EDRs, XDRs, and RemoteOps tools are now relatively common in corporate settings, and many offer the incident response team the ability to get basic DFIR visibility. However, they are limited in the data they collect, which is often insufficient for a complete IR investigation.
In this blog post, we will look into the EDR gaps with respect to DFIR and how you can use EDRs effectively during your response to deploy your other DFIR tools.
The goal is to ensure you understand the gaps and that you are prepared when an incident happens.
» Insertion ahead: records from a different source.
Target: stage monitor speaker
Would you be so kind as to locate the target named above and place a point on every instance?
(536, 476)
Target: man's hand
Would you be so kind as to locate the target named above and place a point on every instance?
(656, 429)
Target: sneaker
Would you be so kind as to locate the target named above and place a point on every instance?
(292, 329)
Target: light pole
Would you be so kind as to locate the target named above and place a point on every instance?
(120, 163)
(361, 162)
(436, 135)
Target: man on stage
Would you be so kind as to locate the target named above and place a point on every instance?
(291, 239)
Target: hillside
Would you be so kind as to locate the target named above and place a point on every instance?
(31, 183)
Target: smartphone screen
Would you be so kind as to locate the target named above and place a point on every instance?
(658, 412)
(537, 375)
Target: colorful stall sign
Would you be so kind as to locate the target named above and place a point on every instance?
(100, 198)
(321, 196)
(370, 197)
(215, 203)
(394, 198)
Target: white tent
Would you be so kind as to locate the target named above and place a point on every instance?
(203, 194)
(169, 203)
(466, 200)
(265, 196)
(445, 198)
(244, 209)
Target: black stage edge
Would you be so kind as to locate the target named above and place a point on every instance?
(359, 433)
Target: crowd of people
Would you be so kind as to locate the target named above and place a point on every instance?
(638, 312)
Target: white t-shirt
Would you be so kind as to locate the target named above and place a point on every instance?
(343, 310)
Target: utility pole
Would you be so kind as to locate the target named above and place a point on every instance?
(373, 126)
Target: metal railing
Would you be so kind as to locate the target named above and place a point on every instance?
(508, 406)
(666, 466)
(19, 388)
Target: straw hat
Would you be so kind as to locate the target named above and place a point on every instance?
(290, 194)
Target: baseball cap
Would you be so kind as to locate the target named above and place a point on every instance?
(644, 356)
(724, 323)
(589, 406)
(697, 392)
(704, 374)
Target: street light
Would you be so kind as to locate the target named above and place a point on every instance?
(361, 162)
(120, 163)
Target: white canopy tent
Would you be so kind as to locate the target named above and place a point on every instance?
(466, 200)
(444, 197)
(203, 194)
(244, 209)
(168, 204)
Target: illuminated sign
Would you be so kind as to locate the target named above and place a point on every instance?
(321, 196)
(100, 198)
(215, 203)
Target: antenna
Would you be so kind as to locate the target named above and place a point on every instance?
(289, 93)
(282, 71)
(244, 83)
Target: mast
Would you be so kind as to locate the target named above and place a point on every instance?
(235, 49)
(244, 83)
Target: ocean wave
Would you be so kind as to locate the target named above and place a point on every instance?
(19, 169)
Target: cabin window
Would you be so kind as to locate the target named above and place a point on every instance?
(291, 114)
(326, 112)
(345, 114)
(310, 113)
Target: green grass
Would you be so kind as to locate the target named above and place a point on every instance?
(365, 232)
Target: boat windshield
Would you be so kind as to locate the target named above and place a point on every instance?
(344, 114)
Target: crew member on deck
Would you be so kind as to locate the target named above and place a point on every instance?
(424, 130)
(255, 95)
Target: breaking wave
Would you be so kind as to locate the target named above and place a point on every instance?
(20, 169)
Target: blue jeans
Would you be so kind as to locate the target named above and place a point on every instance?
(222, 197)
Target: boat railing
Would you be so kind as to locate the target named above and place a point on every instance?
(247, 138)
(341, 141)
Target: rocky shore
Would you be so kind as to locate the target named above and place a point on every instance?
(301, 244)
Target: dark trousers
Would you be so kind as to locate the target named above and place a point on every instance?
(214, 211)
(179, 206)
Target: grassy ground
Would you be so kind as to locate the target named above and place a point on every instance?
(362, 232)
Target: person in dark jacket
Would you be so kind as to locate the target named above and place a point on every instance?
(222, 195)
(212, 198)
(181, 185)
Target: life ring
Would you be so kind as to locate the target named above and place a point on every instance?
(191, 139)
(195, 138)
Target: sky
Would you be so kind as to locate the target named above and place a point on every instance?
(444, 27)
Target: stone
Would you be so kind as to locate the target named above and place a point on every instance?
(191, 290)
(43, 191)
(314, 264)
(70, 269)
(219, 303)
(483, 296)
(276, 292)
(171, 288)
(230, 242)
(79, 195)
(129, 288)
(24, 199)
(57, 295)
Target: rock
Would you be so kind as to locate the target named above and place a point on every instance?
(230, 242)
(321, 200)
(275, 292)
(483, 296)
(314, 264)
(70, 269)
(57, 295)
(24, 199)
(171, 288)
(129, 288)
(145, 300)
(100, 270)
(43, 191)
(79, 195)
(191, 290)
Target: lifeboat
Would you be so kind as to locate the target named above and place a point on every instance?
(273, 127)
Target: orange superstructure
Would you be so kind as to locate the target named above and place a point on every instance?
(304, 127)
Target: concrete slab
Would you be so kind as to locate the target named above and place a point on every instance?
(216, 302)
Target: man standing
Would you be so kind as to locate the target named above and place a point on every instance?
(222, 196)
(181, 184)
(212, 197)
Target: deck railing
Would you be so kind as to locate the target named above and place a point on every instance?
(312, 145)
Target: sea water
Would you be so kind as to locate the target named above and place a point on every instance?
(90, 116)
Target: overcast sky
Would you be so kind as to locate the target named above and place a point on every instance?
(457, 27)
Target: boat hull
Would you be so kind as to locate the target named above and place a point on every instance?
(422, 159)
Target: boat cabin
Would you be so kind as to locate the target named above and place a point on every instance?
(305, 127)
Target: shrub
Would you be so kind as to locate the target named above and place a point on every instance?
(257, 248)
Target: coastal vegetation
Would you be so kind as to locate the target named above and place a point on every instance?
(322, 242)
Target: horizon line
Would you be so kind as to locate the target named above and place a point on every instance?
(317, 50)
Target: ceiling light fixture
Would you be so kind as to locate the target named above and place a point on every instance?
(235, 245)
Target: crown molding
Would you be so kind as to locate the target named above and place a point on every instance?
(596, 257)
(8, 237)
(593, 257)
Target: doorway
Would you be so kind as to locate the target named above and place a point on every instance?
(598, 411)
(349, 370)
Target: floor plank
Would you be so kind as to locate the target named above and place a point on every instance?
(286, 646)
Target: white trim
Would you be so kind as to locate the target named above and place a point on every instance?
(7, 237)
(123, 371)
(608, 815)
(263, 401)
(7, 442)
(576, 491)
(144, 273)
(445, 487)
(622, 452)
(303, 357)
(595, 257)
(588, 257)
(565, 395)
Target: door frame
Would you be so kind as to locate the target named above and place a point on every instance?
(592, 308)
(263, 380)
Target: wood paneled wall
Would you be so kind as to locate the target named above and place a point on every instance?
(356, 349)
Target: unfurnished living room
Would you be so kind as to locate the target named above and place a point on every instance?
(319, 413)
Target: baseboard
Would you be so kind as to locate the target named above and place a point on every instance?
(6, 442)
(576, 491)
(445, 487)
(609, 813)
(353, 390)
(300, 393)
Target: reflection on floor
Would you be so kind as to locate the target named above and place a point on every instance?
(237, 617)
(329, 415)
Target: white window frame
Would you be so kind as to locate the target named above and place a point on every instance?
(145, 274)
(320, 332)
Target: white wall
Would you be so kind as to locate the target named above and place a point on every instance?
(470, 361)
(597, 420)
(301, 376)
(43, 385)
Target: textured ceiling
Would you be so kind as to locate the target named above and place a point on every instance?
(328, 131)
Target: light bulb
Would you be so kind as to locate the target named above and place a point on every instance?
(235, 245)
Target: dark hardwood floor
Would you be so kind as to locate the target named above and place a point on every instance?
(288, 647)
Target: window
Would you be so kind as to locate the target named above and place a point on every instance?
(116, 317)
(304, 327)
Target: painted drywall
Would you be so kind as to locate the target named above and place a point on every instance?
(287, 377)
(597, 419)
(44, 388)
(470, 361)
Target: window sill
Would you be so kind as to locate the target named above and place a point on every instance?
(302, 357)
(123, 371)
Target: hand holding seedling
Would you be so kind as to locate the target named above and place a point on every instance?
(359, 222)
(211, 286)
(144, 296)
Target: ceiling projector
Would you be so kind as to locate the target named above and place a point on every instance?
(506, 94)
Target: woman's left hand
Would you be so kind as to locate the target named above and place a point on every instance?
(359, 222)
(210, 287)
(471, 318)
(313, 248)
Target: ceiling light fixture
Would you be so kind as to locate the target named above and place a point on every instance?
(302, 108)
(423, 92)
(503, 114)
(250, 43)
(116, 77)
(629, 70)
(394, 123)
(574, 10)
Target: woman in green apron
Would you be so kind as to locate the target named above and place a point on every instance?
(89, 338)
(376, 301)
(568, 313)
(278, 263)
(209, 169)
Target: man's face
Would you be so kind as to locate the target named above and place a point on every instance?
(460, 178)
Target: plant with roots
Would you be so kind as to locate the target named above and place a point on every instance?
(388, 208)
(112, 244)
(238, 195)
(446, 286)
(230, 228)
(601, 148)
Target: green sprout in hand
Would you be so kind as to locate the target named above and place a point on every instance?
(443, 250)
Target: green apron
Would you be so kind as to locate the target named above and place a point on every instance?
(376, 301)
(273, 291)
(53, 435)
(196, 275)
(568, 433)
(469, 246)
Endpoint Detection and Response (EDR) systems evolved from basic anti-virus (AV) applications that used signature analysis to detect malware. Most EDRs go beyond that and collect detailed process information to try to detect malicious activity.
According to Gartner, the current leaders in this space are:
- Microsoft Defender
For the incident responder, EDRs are far superior to old AV applications because AV only told you what files were quarantined and what the malware family name was, without providing any context around the threat. It was also difficult to add new hash values to the AV bad lists and AV didn’t support other IOCs or searching across all of your hosts. EDRs collect and retain a variety of telemetry so that you can later review it, search across all hosts, and see how an incident unfolded.
In an ideal situation, an EDR detects malicious activity and then shows what process launched it, which user account was involved, what operating settings were modified, and what files were accessed, created or modified. Sometimes this is enough to determine the origination of the threat. Unfortunately, most incidents are not that ideal or easy and the data is not all there — especially when the attacker is “living off the land.” Let’s look at why.
EDR DFIR Limitations
There are several key limitations of an EDR when it comes to a forensic investigation.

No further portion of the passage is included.